Well who is your favourite rider on youtube or riders?

I have a couple but don't have time right now lol will put mine in laters  
This is my channel  
YouTube - savvylover211's Channel


----------



## apachiedragon (Apr 19, 2008)

YouTube - HorseGeek99's Channel


----------



## iloverascal777 (Sep 17, 2010)

I really like Jessica Forsyth...sadly she died, I think 2 years ago. Her youtube username is jessboomer I'm pretty sure. She was a great rider!


----------



## savvylover112 (Jul 17, 2009)

They are amazing 

Here's my three I may be a bit biased because all three of them are friends of mine but one of them was one of my favourite youtube riders before I met her anyway too so  
YouTube - xXxirishgirl14xXx's Channel
YouTube - EddiesGun91's Channel
YouTube - RavensdaleOzzyOscar's Channel


----------



## Sunny (Mar 26, 2010)

iloverascal777 said:


> I really like Jessica Forsyth...sadly she died, I think 2 years ago. Her youtube username is jessboomer I'm pretty sure. She was a great rider!
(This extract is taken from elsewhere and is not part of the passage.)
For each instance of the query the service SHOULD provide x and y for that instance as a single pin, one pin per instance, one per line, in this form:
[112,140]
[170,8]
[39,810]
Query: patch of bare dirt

Her story is very sad. There are tons of videos dedicated to her. I went to a site her parents made for her and it had me in tears. She was a great rider.
_Posted via Mobile Device_


----------



## ilovemymare (May 19, 2009)

YouTube - fcthecool's Channel

freya  shes my friend, but i love her videos!


----------



## TKButtermilk (May 20, 2010)

I was going to say Jessica Forsyth too, she was absolutely amazing.
_Posted via Mobile Device_


----------



## iloverascal777 (Sep 17, 2010)

Sunny said:


> Her story is very sad. There are tons of videos dedicated to her. I went to a site her parents made for her and it had me in tears. She was a great rider.
> _Posted via Mobile Device_


I watched a couple videos dedicated to her and I was crying so hard  I'll have to look up the site her parents made.


----------



## UnrealJumper (Nov 24, 2009)

My all time fav is Iloveladino. She has amazing equitation and everything!
YouTube - iloveladino's Channel

And I also really like OdiePony: 
YouTube - OdiePony's Channel


----------



## alltimelowx (Apr 24, 2010)

nikkinimonisoosoo - she's brill  x


----------



## Brithorse1996 (May 25, 2010)

YouTube - EddiesGun91's Channel

Such a good rider and I love her horses


----------



## savvylover112 (Jul 17, 2009)

Brithorse1996 said:


> YouTube - EddiesGun91's Channel
> 
> Such a good rider and I love her horses


I know her in real life she's one of my friends


----------



## Ktibb (Mar 24, 2010)

Halfpassgal (at least I think that's her name) Great rider.


----------